Редактиране

Споделяне чрез


Update Machine Learning Studio (classic) models by using Update Resource activity

APPLIES TO: Azure Data Factory Azure Synapse Analytics

Tip

Try out Data Factory in Microsoft Fabric, an all-in-one analytics solution for enterprises. Microsoft Fabric covers everything from data movement to data science, real-time analytics, business intelligence, and reporting. Learn how to start a new trial for free!

Important

Support for Azure Machine Learning Studio (classic) will end on August 31, 2024. We recommend that you transition to Azure Machine Learning by that date.

As of December 1, 2021, you can't create new Machine Learning Studio (classic) resources (workspace and web service plan). Through August 31, 2024, you can continue to use the existing Machine Learning Studio (classic) experiments and web services. For more information, see:

Machine Learning Studio (classic) documentation is being retired and might not be updated in the future.

Note

Since Machine Learning Studio (classic) resources can no longer be created after 1 Dec, 2021, users are encouraged to use Azure Machine Learning with the Machine Learning Execute Pipeline activity rather than using the Update Resource activity to update Machine Learning Studio (classic) models.

This article complements the main Machine Learning Studio (classic) integration article: Create predictive pipelines using Machine Learning Studio (classic). If you haven't already done so, review the main article before reading through this article.

Overview

As part of the process of operationalizing Machine Learning Studio (classic) models, your model is trained and saved. You then use it to create a predictive Web service. The Web service can then be consumed in web sites, dashboards, and mobile apps.

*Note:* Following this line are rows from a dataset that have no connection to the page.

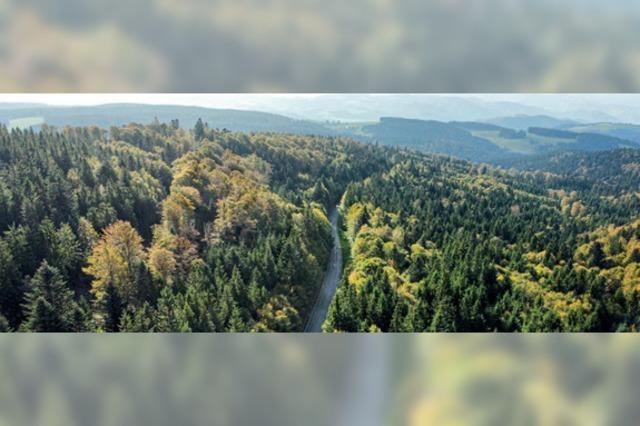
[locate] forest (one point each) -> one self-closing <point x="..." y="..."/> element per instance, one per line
<point x="158" y="227"/>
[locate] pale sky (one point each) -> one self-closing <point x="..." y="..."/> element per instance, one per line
<point x="246" y="100"/>
<point x="213" y="100"/>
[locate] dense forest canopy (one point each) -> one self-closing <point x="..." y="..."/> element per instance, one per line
<point x="158" y="227"/>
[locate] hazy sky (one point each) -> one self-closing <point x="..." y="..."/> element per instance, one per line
<point x="354" y="107"/>
<point x="247" y="100"/>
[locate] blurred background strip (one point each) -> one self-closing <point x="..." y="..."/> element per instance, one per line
<point x="319" y="46"/>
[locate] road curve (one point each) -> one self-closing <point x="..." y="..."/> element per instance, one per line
<point x="330" y="281"/>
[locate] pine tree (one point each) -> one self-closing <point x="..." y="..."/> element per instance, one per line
<point x="49" y="302"/>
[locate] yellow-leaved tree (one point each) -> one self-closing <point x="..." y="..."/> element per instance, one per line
<point x="114" y="260"/>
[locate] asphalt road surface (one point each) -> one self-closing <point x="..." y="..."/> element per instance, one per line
<point x="330" y="281"/>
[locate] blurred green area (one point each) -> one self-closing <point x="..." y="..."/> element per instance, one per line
<point x="319" y="380"/>
<point x="319" y="46"/>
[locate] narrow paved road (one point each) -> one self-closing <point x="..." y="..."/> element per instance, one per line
<point x="330" y="282"/>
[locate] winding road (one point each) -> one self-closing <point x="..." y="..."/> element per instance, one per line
<point x="330" y="281"/>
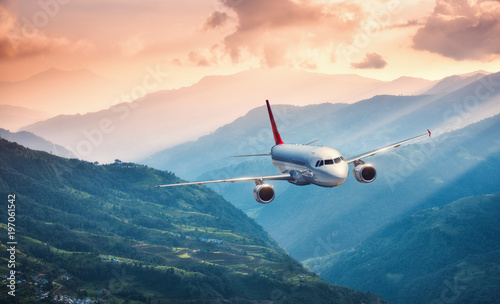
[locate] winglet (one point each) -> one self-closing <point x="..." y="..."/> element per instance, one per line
<point x="277" y="137"/>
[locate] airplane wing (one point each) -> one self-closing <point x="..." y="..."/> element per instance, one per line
<point x="358" y="157"/>
<point x="232" y="180"/>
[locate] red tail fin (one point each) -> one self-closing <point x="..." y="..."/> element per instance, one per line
<point x="277" y="137"/>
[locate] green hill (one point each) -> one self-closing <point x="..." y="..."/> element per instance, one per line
<point x="102" y="232"/>
<point x="449" y="254"/>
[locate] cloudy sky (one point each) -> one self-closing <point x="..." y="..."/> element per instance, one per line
<point x="189" y="39"/>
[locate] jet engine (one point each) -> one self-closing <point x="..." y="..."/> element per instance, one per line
<point x="263" y="193"/>
<point x="364" y="173"/>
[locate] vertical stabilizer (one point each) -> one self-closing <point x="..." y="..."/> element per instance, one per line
<point x="277" y="137"/>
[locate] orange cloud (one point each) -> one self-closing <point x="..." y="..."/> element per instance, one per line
<point x="277" y="31"/>
<point x="216" y="20"/>
<point x="371" y="61"/>
<point x="462" y="30"/>
<point x="19" y="39"/>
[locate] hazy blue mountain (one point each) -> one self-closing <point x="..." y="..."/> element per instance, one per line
<point x="455" y="82"/>
<point x="352" y="128"/>
<point x="63" y="92"/>
<point x="30" y="140"/>
<point x="13" y="117"/>
<point x="448" y="254"/>
<point x="134" y="130"/>
<point x="312" y="221"/>
<point x="103" y="232"/>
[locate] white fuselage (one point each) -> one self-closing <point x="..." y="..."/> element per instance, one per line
<point x="322" y="166"/>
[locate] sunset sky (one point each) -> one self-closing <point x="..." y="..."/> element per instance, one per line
<point x="189" y="39"/>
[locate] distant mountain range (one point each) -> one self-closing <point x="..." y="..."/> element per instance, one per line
<point x="312" y="221"/>
<point x="351" y="128"/>
<point x="163" y="119"/>
<point x="85" y="231"/>
<point x="30" y="140"/>
<point x="63" y="92"/>
<point x="363" y="235"/>
<point x="13" y="117"/>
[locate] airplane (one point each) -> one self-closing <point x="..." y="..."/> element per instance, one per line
<point x="305" y="164"/>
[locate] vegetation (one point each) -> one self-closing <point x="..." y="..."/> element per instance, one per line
<point x="449" y="254"/>
<point x="103" y="233"/>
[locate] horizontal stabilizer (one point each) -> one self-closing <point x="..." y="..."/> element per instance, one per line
<point x="250" y="155"/>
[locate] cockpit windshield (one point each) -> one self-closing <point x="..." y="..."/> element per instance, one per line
<point x="330" y="161"/>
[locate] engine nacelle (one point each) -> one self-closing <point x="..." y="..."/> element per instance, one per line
<point x="364" y="173"/>
<point x="263" y="193"/>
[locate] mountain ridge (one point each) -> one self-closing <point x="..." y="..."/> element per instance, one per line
<point x="197" y="110"/>
<point x="101" y="232"/>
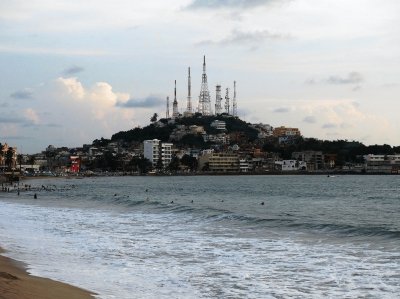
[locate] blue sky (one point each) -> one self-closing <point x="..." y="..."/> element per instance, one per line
<point x="74" y="71"/>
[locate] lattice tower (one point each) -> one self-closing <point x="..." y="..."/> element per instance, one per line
<point x="175" y="112"/>
<point x="218" y="100"/>
<point x="227" y="104"/>
<point x="189" y="101"/>
<point x="204" y="98"/>
<point x="167" y="112"/>
<point x="234" y="103"/>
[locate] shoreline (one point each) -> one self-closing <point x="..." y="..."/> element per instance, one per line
<point x="17" y="283"/>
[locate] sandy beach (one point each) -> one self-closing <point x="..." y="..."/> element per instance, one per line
<point x="16" y="283"/>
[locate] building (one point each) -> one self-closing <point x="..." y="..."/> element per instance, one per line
<point x="315" y="159"/>
<point x="221" y="162"/>
<point x="75" y="164"/>
<point x="283" y="131"/>
<point x="156" y="151"/>
<point x="291" y="165"/>
<point x="219" y="125"/>
<point x="382" y="163"/>
<point x="245" y="165"/>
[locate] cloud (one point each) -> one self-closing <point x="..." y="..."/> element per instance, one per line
<point x="73" y="70"/>
<point x="51" y="51"/>
<point x="351" y="78"/>
<point x="329" y="126"/>
<point x="31" y="116"/>
<point x="24" y="94"/>
<point x="213" y="4"/>
<point x="148" y="102"/>
<point x="282" y="110"/>
<point x="238" y="37"/>
<point x="310" y="119"/>
<point x="11" y="119"/>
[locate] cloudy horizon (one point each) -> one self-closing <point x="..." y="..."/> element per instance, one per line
<point x="76" y="71"/>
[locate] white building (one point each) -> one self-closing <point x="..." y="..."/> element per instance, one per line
<point x="382" y="163"/>
<point x="218" y="124"/>
<point x="245" y="165"/>
<point x="155" y="150"/>
<point x="291" y="165"/>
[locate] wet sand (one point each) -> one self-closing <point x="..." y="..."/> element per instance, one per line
<point x="16" y="283"/>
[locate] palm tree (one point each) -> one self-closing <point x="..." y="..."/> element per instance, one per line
<point x="10" y="158"/>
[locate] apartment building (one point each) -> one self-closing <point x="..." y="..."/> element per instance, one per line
<point x="154" y="150"/>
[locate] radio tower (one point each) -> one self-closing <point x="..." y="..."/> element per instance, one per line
<point x="167" y="113"/>
<point x="234" y="104"/>
<point x="175" y="112"/>
<point x="204" y="98"/>
<point x="218" y="100"/>
<point x="189" y="103"/>
<point x="227" y="101"/>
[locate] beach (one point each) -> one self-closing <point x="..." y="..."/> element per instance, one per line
<point x="204" y="237"/>
<point x="17" y="283"/>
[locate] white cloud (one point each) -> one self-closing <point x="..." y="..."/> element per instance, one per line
<point x="31" y="116"/>
<point x="337" y="119"/>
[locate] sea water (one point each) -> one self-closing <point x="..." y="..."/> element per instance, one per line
<point x="211" y="236"/>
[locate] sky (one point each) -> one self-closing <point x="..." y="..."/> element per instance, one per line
<point x="75" y="71"/>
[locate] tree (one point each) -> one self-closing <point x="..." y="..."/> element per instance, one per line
<point x="141" y="164"/>
<point x="190" y="162"/>
<point x="174" y="165"/>
<point x="154" y="118"/>
<point x="10" y="157"/>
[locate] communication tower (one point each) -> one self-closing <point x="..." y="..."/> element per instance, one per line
<point x="234" y="103"/>
<point x="218" y="100"/>
<point x="227" y="104"/>
<point x="175" y="112"/>
<point x="204" y="98"/>
<point x="167" y="112"/>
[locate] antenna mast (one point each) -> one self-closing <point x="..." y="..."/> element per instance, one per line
<point x="227" y="105"/>
<point x="204" y="98"/>
<point x="175" y="112"/>
<point x="218" y="100"/>
<point x="189" y="102"/>
<point x="234" y="104"/>
<point x="167" y="112"/>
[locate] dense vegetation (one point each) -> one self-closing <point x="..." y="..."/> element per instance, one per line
<point x="152" y="131"/>
<point x="346" y="151"/>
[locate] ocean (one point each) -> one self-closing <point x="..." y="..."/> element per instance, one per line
<point x="284" y="236"/>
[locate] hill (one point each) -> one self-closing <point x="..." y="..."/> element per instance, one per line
<point x="163" y="129"/>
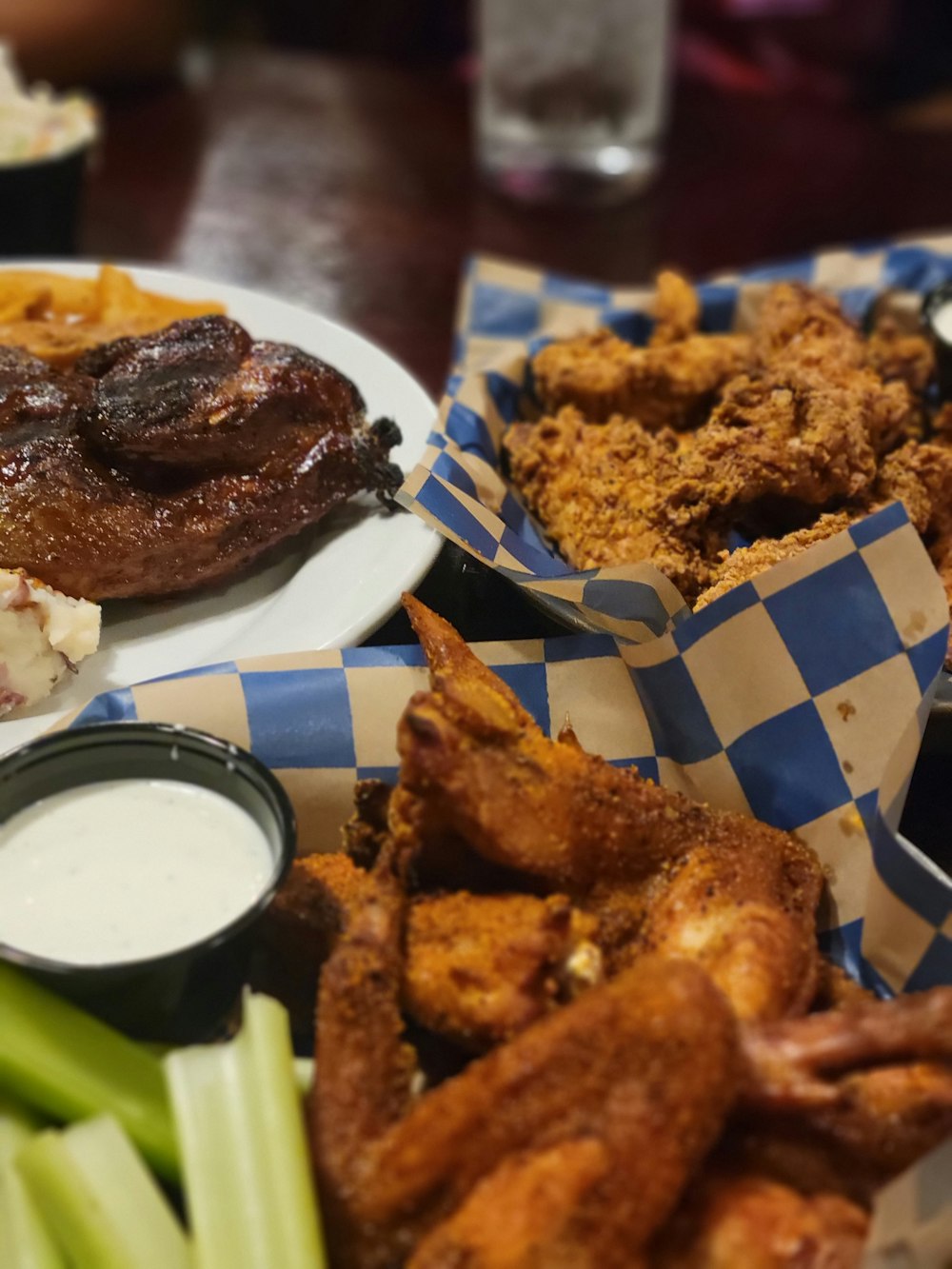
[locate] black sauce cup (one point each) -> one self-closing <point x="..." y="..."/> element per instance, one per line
<point x="187" y="994"/>
<point x="936" y="300"/>
<point x="42" y="201"/>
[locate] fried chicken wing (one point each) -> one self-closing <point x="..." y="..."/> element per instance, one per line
<point x="743" y="1221"/>
<point x="735" y="895"/>
<point x="479" y="967"/>
<point x="449" y="1173"/>
<point x="871" y="1081"/>
<point x="482" y="967"/>
<point x="665" y="385"/>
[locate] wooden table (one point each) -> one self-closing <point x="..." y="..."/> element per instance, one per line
<point x="350" y="188"/>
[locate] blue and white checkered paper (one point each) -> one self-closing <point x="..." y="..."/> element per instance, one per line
<point x="800" y="697"/>
<point x="815" y="738"/>
<point x="506" y="313"/>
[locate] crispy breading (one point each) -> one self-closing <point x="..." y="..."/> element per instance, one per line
<point x="746" y="563"/>
<point x="724" y="890"/>
<point x="666" y="386"/>
<point x="677" y="309"/>
<point x="442" y="1173"/>
<point x="598" y="490"/>
<point x="803" y="424"/>
<point x="898" y="354"/>
<point x="730" y="1219"/>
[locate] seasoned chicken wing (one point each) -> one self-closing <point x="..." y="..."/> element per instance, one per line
<point x="870" y="1082"/>
<point x="478" y="970"/>
<point x="569" y="1145"/>
<point x="733" y="1219"/>
<point x="726" y="891"/>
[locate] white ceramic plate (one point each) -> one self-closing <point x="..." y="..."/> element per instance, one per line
<point x="329" y="587"/>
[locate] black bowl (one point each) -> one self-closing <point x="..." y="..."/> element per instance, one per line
<point x="187" y="994"/>
<point x="933" y="301"/>
<point x="42" y="201"/>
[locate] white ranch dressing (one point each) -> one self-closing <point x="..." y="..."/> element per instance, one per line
<point x="942" y="321"/>
<point x="126" y="869"/>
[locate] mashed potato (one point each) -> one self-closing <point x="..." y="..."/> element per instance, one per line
<point x="44" y="635"/>
<point x="34" y="123"/>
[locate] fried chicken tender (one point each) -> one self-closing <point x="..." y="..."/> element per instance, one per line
<point x="663" y="386"/>
<point x="663" y="873"/>
<point x="598" y="490"/>
<point x="898" y="354"/>
<point x="569" y="1145"/>
<point x="796" y="427"/>
<point x="748" y="563"/>
<point x="677" y="309"/>
<point x="743" y="1221"/>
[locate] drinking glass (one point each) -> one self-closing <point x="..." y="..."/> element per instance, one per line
<point x="571" y="95"/>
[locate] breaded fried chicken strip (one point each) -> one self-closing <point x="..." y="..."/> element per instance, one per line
<point x="566" y="1146"/>
<point x="898" y="354"/>
<point x="748" y="563"/>
<point x="731" y="1219"/>
<point x="663" y="873"/>
<point x="677" y="309"/>
<point x="598" y="490"/>
<point x="803" y="429"/>
<point x="666" y="386"/>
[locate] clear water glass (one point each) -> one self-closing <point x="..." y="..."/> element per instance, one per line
<point x="571" y="95"/>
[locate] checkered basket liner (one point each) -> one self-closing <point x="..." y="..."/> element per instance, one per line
<point x="799" y="697"/>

Models you create using Machine Learning Studio (classic) are typically not static. As new data becomes available or when the consumer of the API has their own data the model needs to be retrained.

Retraining may occur frequently. With Batch Execution activity and Update Resource activity, you can operationalize the Machine Learning Studio (classic) model retraining and updating the predictive Web Service.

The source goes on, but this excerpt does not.